錬太郎は恭子から曲を聞かれ。。。
「ん。。。そうだな。。。いつものがいいな。。。マスター。。。あれしかないよ。。。俺。。。♪」
と言いタマさんのピンクのマフラーを段ちゃんのツルツル頭に巻きつけた。
「あら、やだ。。。段ちゃん。。。似合うじゃない?もしかして生まれはアッシリア?ターバンが似合うじゃない?」
とタマさんが言うと
「案外、段ちゃん。。。シルクロードを旅した商人の末裔かもよ」
とマスターが真面目な顔で言った。
「だって。。。もともと日本人は縄文人と大陸から着た中国系、朝鮮系、トルコ系、ペルシア系、中央アジア系とかの混血とも言われているらしいし。

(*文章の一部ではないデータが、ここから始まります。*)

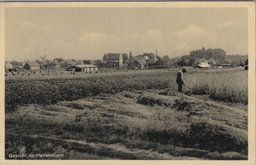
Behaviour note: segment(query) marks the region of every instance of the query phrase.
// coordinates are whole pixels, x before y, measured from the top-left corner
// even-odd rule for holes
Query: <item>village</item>
[[[204,49],[204,48],[203,48]],[[46,59],[46,55],[40,57],[41,61],[35,61],[17,62],[6,61],[4,69],[6,76],[8,73],[12,75],[19,75],[20,73],[29,73],[29,75],[36,72],[40,72],[42,75],[49,75],[50,72],[57,74],[57,71],[71,71],[72,73],[76,72],[85,72],[86,73],[97,73],[98,71],[112,71],[120,70],[130,69],[166,69],[166,68],[180,68],[186,67],[189,69],[223,69],[230,68],[242,68],[248,69],[248,59],[244,62],[240,61],[240,64],[236,64],[235,62],[230,61],[225,61],[223,63],[216,62],[216,60],[212,57],[207,59],[206,58],[194,58],[191,66],[186,65],[186,61],[181,58],[177,64],[172,64],[173,59],[171,59],[168,55],[163,58],[157,54],[157,50],[156,54],[145,53],[142,55],[138,55],[134,57],[132,52],[130,52],[129,55],[127,54],[120,53],[108,53],[104,54],[102,59],[96,61],[90,60],[77,60],[68,59],[63,60],[61,58],[56,58],[52,61]],[[174,58],[173,58],[174,59]],[[184,61],[184,62],[182,62]],[[182,62],[184,64],[182,64]],[[189,62],[189,61],[188,62]],[[243,64],[244,62],[244,64]],[[177,70],[175,69],[175,70]],[[46,75],[44,75],[42,71],[45,71]],[[61,74],[63,74],[61,72]],[[74,73],[73,73],[74,74]],[[24,73],[21,73],[23,75]]]

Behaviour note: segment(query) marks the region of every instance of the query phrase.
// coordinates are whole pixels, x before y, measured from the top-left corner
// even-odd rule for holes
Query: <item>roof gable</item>
[[[109,59],[119,59],[120,57],[121,54],[112,54],[109,53],[107,54],[106,57]]]
[[[27,62],[30,66],[39,66],[40,65],[36,62]]]
[[[144,66],[145,64],[147,64],[147,62],[143,61],[143,60],[140,60],[140,59],[136,59],[133,63],[136,62],[136,61],[137,61],[138,62],[139,62],[140,64],[141,64],[141,66]]]

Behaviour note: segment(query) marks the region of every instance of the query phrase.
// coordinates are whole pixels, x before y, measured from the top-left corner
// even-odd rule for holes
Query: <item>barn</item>
[[[148,68],[147,62],[141,59],[136,59],[131,64],[132,68],[138,68],[138,69],[146,69]]]
[[[123,56],[120,54],[105,54],[103,56],[104,67],[123,67]]]
[[[216,61],[215,60],[212,59],[212,58],[210,58],[208,60],[208,64],[210,65],[215,65],[216,64]]]
[[[31,69],[31,70],[39,70],[40,67],[40,64],[38,64],[36,62],[26,62],[23,66],[23,68],[25,69]]]
[[[10,61],[5,61],[4,62],[4,69],[6,70],[12,69],[13,66]]]
[[[66,71],[97,71],[98,66],[95,65],[72,65],[66,68]]]
[[[199,62],[196,66],[194,68],[209,68],[211,66],[210,64],[208,64],[207,62]]]

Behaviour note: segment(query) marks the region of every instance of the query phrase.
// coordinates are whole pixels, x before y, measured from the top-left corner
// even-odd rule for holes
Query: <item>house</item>
[[[220,66],[223,68],[230,68],[231,64],[220,64]]]
[[[98,66],[95,65],[72,65],[66,68],[66,71],[97,71]]]
[[[77,64],[74,59],[68,59],[66,61],[68,66],[76,65]]]
[[[12,69],[13,66],[12,66],[11,62],[10,61],[5,61],[4,62],[4,69],[6,70]]]
[[[145,61],[148,61],[150,60],[150,59],[147,55],[139,55],[135,56],[135,59],[143,60]]]
[[[123,56],[121,54],[105,54],[103,56],[103,67],[123,67]]]
[[[195,64],[196,66],[200,63],[208,63],[208,61],[207,61],[204,57],[204,58],[198,58],[196,59],[195,61]]]
[[[40,66],[36,62],[26,62],[23,68],[25,69],[39,70],[40,69]]]
[[[194,68],[209,68],[211,66],[207,62],[199,62]]]
[[[216,61],[215,60],[212,59],[212,58],[210,58],[208,60],[208,64],[210,65],[215,65],[216,64]]]
[[[156,55],[152,53],[145,53],[143,55],[138,55],[135,56],[135,59],[143,60],[147,62],[156,63],[157,61]]]
[[[131,64],[131,67],[137,68],[138,69],[147,69],[148,68],[148,64],[143,60],[135,59],[135,61]]]

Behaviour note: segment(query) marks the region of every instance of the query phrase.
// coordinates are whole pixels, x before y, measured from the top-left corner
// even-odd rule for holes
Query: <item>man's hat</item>
[[[182,71],[182,72],[187,72],[187,69],[186,69],[186,68],[183,68]]]

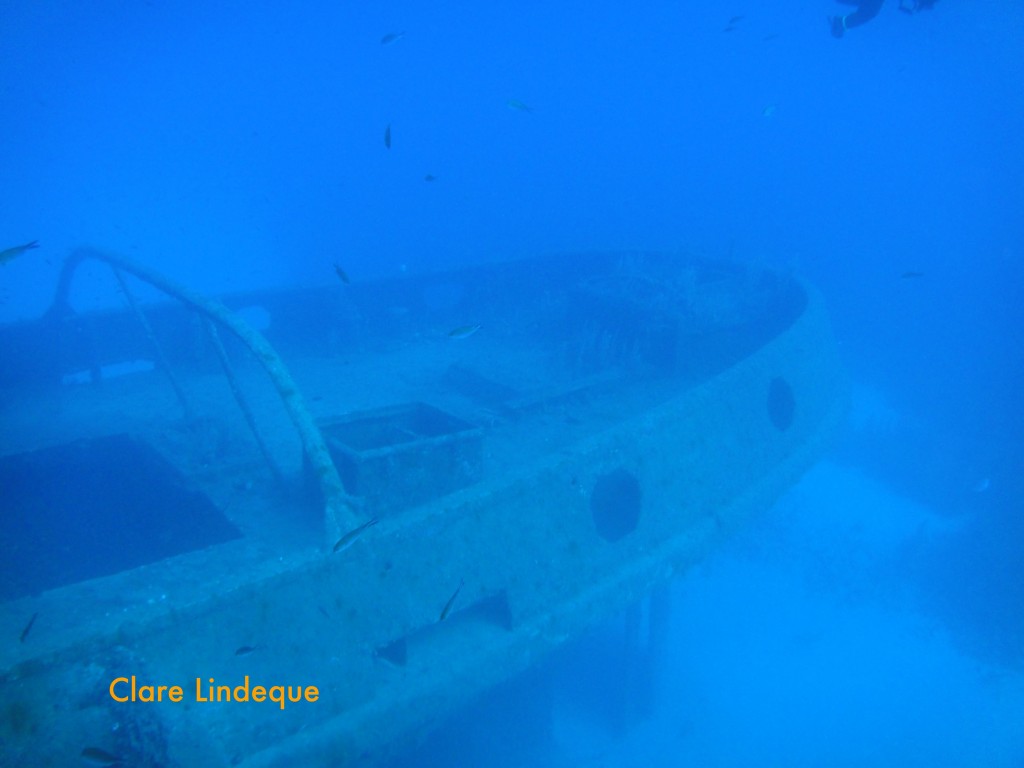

。。段ちゃんはトルコ系?だよ。。。きっと♪」
と言った。
言われた段五郎の頭の中、いや。。。アイデンティティは。。。???中を浮かんでいるようだった。
「段ちゃんの姓は何て言ったっけ?出身は?」とマスターが聞いた。 これほど相手を知らない集団はない。まぁ。。。酔いどれの。。。彷徨える月光族なれば許して頂きたい。
「俺?・・・“秦”。。。ハタ。。。だよ。。。出身は京都」
と段五郎が言ったとたん
「ほらっ。。。やっぱり。。。その姓は中東の国によくあるんだよ。。。トルクメニスタンだよ!」
。。。とマスター。
「えっ?何?トルコ。。。米。。。スタンプ?」
あぁぁぁ。。。段五郎パニック寸前。頭の毛が更に消えていく。。。あっ、失礼。
「ほら。。。あるだろう。。。カザフスタンとんキルギスタン、ウズベキスタンとか。。。テレビやなんかで聞いたことあるだろう。。。!」
とマスターが繰り返し言った。
すると
「へぇ。。。なるほどね。。。案外そうかも。俺なんか縄文人だよ。きっと」
と錬太郎が静かに言った。恭子が
「どうして分かるの?」
と錬太郎の顔を見た。
「ほら、これ。。。見て。。。」
とポケットからお守り袋のようなものを取り出した。 中から和紙に包まれた草を取り出した。。。“燕草”。。。“草の王”とも呼ばれる薬草だった。
「これは。。。おふくろがくれたお守りみたいなもんさぁ。。。なんでも治す不思議な力がある薬草だって。お守りに持っていろって言われて。」。。。
「それは。。。セランダインって言う薬草だよ。。。錬ちゃん」
とマスターが言った。
「でも。。。それがなぜ生粋の日本人だって証明できるの?」
と恭子が言うと錬太郎は
「かぐや姫に繋がってるんだから。。。っておふくろが言うんだ。日本人である証拠にこれを持っていろってね。。。だから俺はこれがないと日本人じゃない?なんて。。。ね♪」
と錬太郎が洒落っぽく言うと。。。
「あなた、それお母さんがどうしてその草をくれたのか。。。本当のところ詳しく聞いてないでしょ。。。」
とタマさんが真顔で言った。錬太郎は
「うん。。。ただ、不思議な力があるお守りだからっ。。。て。それでずーっと持ってた。」
タマさんは少し深く息をした。。。何かを語りそうだった。。。恭子の記憶の糸を手繰り寄せるには。。。まだ早いと錬太郎は思っていた。
フォリナーの洒落た会話は。。。洒落にならないほど深い思考の旅に入り込んでいった。。。